The decline of northern malaria and population dynamics of Plamodium vivax

Europe was declared malaria free in 1975. The disappearance of malaria has traditionally been attributed to numerous deliberate actions like vector control, the screening of houses, more efficient medication etc. Malaria, however, disappeared from many countries like Finland before any counter measures had even started. The aim of this thesis is to study the population ecology of P. vivax and its interaction with the human host and the vector. By finding the factors that attributed to the extinction of vivax malaria it might be possible to improve the modern strategy against P. vivax. The parasite was studied with data from Finland, which provides the longest time series (1749-2008) of malaria statistics in the world. The malaria vectors, Anopheles messeae and A. beklemishevi are still common species in the country. The eradication of vivax malaria is difficult because the parasite has a dormant stage that can cause a relapse long after a primary infection. It was now shown that P. vivax is able to detect the presence of a potential vector. A dormant stage is triggered even from a bite of an uninfected Anopheles mosquito. This optimizes the chances for the Plasmodium to reach a mosquito vector for sexual reproduction. The longevity of the dormant stage could be shown to be at least nine years. The parasite spends several years in its human host and the behaviour of the human carrier had a profound impact on the decline of the disease in Finland. Malaria spring epidemics could be explained by a previous warm summer. Neither annual nor summer mean temperature had any impact on the long term malaria trend. Malaria disappeared slowly from Finland without mosquito control. The sociological change from extended families to nuclear families led to decreased household size. The decreased household size correlated strongly with the decline of malaria. That led to an increased isolation of the subpopulations of P. vivax. Their habitat consisted of the bedrooms in which human carriers slept together with the overwintering vectors. The isolation of the parasite ultimately led to the extinction of vivax malaria. Metapopulation models adapted to local conditions should therefore be implemented as a tool for settlement planning and socio-economic development and become an integrated part of the fight against malaria.

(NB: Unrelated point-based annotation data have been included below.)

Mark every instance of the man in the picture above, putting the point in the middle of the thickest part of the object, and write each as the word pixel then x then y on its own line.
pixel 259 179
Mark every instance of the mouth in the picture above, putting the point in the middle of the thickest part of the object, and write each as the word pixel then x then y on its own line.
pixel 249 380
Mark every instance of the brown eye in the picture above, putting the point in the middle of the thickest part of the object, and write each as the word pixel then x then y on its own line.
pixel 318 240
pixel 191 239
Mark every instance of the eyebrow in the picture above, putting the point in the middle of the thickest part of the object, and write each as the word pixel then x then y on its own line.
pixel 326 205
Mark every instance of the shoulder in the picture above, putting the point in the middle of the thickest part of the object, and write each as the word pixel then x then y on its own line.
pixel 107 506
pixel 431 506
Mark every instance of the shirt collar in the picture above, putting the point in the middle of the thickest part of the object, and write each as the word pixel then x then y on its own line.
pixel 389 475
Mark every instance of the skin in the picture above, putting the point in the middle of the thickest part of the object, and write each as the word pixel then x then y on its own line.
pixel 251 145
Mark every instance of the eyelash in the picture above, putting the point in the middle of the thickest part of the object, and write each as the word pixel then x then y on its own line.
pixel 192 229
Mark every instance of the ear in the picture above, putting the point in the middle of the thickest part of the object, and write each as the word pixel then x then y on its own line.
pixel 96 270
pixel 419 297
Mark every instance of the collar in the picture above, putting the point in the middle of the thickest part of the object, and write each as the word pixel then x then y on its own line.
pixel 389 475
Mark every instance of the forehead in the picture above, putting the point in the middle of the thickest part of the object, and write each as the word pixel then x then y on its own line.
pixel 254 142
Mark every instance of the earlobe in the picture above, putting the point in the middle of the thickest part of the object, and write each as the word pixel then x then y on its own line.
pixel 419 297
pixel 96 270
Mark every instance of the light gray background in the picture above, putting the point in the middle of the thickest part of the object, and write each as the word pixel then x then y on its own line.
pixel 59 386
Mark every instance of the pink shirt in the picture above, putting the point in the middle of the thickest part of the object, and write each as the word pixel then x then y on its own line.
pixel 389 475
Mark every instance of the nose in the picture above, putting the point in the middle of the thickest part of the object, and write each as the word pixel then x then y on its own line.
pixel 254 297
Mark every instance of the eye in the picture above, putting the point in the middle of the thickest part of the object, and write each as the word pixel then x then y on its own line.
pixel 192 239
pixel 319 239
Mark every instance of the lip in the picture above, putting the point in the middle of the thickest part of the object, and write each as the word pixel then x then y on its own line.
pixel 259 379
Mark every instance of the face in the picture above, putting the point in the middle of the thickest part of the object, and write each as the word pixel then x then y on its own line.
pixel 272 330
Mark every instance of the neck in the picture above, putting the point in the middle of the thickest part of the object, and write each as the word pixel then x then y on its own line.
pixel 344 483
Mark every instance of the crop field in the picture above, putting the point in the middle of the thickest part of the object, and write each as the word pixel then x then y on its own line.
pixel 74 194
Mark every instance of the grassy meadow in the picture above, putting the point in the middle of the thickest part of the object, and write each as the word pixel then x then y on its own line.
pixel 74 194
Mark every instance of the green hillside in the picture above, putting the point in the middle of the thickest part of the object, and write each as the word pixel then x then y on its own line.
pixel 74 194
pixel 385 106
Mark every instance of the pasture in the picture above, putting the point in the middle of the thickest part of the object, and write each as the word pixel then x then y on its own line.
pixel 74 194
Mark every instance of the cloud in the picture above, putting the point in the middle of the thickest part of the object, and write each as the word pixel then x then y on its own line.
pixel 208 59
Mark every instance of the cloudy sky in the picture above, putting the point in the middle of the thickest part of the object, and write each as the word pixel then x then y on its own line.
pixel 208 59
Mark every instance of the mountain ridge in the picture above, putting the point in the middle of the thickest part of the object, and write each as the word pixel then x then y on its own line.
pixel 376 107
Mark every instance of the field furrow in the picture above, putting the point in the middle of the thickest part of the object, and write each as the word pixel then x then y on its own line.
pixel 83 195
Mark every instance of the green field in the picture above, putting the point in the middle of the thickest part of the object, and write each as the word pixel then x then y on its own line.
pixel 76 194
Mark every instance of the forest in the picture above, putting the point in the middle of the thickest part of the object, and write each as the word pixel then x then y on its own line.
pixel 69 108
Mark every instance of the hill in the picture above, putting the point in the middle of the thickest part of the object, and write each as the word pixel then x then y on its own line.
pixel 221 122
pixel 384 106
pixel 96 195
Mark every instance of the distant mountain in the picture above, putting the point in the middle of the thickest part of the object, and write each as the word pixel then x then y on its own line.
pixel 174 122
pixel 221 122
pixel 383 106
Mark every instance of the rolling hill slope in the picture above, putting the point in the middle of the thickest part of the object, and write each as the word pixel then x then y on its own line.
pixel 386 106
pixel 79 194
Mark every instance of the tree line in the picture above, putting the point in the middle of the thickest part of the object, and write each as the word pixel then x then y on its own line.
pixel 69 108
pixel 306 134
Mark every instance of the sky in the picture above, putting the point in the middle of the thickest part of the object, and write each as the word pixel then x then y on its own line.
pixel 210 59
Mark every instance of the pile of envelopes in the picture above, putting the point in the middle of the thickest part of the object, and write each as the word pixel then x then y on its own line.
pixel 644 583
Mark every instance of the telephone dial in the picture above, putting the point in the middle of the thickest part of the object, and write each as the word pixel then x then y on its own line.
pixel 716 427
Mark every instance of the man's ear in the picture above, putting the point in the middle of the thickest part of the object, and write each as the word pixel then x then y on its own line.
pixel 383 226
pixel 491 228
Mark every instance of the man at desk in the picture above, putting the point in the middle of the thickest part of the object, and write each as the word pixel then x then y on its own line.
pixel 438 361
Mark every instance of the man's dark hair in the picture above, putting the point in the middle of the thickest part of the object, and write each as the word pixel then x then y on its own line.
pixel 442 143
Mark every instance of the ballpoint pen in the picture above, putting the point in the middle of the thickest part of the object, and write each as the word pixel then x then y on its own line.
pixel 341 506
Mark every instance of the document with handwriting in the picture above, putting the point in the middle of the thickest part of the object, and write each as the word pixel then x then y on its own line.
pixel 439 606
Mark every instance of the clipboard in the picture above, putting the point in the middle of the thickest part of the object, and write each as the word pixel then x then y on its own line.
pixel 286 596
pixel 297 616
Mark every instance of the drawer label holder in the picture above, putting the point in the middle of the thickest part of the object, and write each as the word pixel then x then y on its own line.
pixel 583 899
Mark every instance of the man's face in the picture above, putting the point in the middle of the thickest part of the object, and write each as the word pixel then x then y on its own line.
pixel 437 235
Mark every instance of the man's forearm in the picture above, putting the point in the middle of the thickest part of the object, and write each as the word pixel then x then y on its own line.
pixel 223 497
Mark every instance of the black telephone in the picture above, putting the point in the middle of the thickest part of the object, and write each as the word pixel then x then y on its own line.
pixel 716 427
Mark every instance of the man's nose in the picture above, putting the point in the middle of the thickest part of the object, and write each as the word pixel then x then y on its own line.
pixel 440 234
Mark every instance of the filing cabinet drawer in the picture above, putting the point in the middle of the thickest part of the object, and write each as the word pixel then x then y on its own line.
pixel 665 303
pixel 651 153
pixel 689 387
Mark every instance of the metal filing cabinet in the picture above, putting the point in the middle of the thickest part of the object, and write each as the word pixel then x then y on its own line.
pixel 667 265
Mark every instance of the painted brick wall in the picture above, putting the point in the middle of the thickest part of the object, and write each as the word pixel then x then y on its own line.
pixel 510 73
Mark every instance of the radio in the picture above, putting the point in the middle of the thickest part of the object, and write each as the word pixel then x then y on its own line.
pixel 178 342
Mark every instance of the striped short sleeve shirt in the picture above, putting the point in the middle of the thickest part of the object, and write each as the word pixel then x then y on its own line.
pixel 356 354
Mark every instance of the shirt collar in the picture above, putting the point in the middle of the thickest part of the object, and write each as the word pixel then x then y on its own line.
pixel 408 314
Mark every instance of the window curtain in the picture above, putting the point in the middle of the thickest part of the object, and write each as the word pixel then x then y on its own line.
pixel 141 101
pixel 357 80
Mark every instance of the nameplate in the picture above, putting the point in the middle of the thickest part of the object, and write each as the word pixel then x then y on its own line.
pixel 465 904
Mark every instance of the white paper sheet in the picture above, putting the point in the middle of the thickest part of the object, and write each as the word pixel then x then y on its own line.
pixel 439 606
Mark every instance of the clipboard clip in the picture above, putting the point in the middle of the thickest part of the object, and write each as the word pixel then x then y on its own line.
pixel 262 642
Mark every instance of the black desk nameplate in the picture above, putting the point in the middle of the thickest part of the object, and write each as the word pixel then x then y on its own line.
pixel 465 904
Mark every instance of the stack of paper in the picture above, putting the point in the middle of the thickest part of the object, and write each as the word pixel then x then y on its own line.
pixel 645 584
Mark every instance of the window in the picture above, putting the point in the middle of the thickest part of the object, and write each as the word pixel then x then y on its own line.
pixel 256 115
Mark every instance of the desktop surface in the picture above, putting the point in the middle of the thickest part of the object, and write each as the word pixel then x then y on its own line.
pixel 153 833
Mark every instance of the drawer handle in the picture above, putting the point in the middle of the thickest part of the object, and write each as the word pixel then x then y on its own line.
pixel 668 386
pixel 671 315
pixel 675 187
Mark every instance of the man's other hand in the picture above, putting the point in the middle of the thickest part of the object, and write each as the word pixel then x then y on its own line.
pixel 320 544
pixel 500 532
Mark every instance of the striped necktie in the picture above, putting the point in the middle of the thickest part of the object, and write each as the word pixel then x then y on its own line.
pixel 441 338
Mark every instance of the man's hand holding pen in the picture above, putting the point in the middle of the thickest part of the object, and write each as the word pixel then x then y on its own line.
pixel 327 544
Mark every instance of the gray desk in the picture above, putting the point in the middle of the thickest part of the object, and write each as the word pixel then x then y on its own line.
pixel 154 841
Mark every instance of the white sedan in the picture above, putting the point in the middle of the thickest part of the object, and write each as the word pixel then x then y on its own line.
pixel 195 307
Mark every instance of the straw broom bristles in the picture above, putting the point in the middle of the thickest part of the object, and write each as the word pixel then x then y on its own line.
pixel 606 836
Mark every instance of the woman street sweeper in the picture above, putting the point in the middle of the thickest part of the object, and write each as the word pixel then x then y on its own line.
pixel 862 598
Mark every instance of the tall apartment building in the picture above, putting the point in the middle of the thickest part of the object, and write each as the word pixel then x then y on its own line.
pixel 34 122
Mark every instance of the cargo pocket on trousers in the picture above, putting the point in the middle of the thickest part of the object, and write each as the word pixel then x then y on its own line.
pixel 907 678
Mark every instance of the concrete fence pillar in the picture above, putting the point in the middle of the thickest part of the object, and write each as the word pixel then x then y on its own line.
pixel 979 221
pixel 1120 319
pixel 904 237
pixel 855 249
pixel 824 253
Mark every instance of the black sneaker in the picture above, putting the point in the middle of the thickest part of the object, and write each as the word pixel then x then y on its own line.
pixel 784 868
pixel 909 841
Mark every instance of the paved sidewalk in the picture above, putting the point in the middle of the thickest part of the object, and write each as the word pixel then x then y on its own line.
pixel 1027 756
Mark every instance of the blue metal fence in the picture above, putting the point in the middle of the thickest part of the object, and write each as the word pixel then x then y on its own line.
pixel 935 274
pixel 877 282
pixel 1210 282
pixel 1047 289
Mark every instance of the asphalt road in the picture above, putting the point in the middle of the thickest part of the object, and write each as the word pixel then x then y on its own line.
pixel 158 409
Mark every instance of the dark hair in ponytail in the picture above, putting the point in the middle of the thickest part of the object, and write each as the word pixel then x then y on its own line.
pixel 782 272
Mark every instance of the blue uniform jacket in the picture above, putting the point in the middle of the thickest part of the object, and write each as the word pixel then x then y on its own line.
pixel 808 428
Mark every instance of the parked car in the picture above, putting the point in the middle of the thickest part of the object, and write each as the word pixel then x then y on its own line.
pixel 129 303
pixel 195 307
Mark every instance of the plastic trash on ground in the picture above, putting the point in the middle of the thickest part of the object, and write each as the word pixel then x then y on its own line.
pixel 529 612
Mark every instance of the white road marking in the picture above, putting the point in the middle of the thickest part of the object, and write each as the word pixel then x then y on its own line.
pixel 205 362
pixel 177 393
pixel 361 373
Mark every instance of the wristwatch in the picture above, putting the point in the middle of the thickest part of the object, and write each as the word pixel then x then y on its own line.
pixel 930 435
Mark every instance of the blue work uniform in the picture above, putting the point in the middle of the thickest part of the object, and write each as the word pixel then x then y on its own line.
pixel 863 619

Endemic malaria: an 'indoor' disease in northern Europe

Background: Endemic northern malaria reached 68°N latitude in Europe during the 19th century, where the summer mean temperature only irregularly exceeded 16°C, the lower limit needed for sporogony of Plasmodium vivax. Because of the available historical material and little use of quinine, Finland was suitable for an analysis of endemic malaria and temperature. Methods: Annual malaria death frequencies during 1800–1870 extracted from parish records were analysed against long-term temperature records in Finland, Russia and Sweden. Supporting data from 1750–1799 were used in the interpretation of the results. The life cycle and behaviour of the anopheline mosquitoes were interpreted according to the literature. Results: Malaria frequencies correlated strongly with the mean temperature of June and July of the preceding summer, corresponding to larval development of the vector. Hatching of imagoes peaks in the middle of August, when the temperature most years is too low for the sporogony of Plasmodium. After mating some of the females hibernate in human dwellings. If the female gets gametocytes from infective humans, the development of Plasmodium can only continue indoors, in heated buildings. Conclusion: Northern malaria existed in a cold climate by means of summer dormancy of hypnozoites in humans and indoor transmission of sporozoites throughout the winter by semiactive hibernating mosquitoes. Variable climatic conditions did not affect this relationship. The epidemics, however, were regulated by the population size of the mosquitoes which, in turn, ultimately was controlled by the temperatures of the preceding summer.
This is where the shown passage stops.